I try to share my experiences as I go through my process of researching, advancing academically, developing a career and skills because I find it extremely valuable when others share their experience with me.
About a month ago, I was privileged enough to have been sponsored to attend the National Conference for College Women Student Leaders (NCCWSL).
I was very concerned that I may not get much out of it, but it turned out to be an unbelievable opportunity. I grew so much in just a few days, and felt like I had been injected with new life and energy!
It was the end of the semester, I had a really tough class that made me doubt my entire existence, not only did I not finish my thesis, but it changed direction causing me to go back and have to redo quite a bit of work. Also, I was working a job that I didn’t like. I felt because I had to work my way through school that I was trapped in a situation where I was underemployed, not remotely stimulated, and bored to literal tears. Even my friendships and relationships felt like a complete and total drag! I was mopey, uninspired, and blah! for weeks.
Maybe it was the Maryland air or the 4 hour buss ride, but within a few hours of being at the conference, I was beginning to feel my mojo return. I was excited to be in a supportive environment where I felt valued and validated. My research was met with genuine interest, I wasn’t self conscious. I was hopeful. It’s a powerful feeling to stand in a room full of strangers and feel 100% supported and embraced. I could write about this part forever, but one of the best pieces of advice I received was to “get a mentor”.
I have heard this lots of times before. I’ve said it. I’ve BEEN A MENTOR! But I think because I arrived there wanting and needing answers and direction, I was listening differently.
Throughout college, I have had great teachers, decent advisors, surrounded myself with motivated and driven people, and perhaps I thought this was enough. But a mentor is different because they are an outside party invested in your success. They see the larger picture, and understand what it takes to get where you want to be. Professors They may have a larger network and set of resources to help steer you. Professors and bosses can be mentors but this is not always the case. Sometimes we just want to get through the semester or pay the light bill.
You DON’T have to navigate alone! But even taking the step to ask for mentorship takes bravery that maybe I couldn’t seem to muster before I attend NCCWSL.
I was worried about letting another person invest in my success because I didn’t want to let them down. That’s a legit concern, right? We have our parents, teachers, friends, foes, fans, pets, kids, etc. watching our progress. The deeper we get, the more is at stake.
However, when I returned home from NCCWSL, full of bravery, moxie, and still feeling like I had just left the ultimate cheer team, I went to work on finding a mentor, particularly in anthropology.
This was an INCREDIBLY important move as I have been continuing and working on my research through the summer, but my advisor is not available, and I felt like I had a lot of gaps that needed be filled.

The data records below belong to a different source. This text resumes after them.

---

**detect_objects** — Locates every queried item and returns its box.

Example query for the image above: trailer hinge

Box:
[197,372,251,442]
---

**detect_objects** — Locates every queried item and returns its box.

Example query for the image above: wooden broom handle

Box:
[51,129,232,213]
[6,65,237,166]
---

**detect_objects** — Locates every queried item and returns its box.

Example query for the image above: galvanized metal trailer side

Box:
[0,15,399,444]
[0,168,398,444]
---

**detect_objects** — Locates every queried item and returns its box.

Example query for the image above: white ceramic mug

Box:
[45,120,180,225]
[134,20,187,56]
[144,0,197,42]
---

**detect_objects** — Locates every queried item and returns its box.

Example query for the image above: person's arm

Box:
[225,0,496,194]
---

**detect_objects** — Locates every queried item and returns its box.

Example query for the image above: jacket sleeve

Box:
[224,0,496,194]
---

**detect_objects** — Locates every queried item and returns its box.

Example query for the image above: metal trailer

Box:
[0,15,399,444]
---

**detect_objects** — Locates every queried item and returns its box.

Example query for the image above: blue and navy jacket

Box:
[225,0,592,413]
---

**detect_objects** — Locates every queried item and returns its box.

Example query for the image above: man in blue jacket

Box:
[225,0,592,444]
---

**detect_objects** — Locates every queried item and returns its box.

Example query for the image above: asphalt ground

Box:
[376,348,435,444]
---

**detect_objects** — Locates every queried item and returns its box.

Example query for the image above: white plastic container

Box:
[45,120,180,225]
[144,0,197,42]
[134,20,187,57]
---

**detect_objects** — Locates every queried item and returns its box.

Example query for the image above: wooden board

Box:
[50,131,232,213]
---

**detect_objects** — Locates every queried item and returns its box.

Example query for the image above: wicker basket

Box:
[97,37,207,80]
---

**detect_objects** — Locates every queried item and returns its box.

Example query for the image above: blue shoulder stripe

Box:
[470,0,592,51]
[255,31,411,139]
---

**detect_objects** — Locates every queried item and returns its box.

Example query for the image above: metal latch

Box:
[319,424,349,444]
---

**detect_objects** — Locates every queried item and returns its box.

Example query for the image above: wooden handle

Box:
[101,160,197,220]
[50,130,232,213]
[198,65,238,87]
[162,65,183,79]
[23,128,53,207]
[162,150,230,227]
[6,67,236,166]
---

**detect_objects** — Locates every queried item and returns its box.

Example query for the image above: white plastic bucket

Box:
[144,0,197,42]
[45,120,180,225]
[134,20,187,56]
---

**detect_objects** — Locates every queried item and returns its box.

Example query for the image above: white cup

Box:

I went to the American Association of Anthropology and eventually got to the NAPA web page. I learned they have a mentor program. You fill out the form and then you are matched to a professional that would best suit your needs.
My mentor and I have been emailing back and forth, he’s been helping me with my thesis AND providing pragmatic advice about furthering my career as an anthropologist. Some of the task items he gives me are a bit nerve wrecking, but I try to remember that he’s doing what a good mentor does. He’s pushing me out of my comfort zone and taking my hardwork seriously. It’s scary to be taken seriously.
A mentor doesn’t want me to fail. They want me to make valiant and honest efforts. If I do fail, a mentor is there to help me deal with the lessons I learned so that I don’t end up spending a week in bed, surviving on take out and Netflix.
Oh! And it’s fine to have mentors in different areas! I have friends with a mentor for school and another one for some other area that they seek to change and develop. Sometimes, having a mentor that helps with navigating society can be really advantageous.
So, strap on some bravery, don’t be afraid to ask for help and for someone to take your dreams and goals seriously. Get a mentor. Be a mentor. Level up!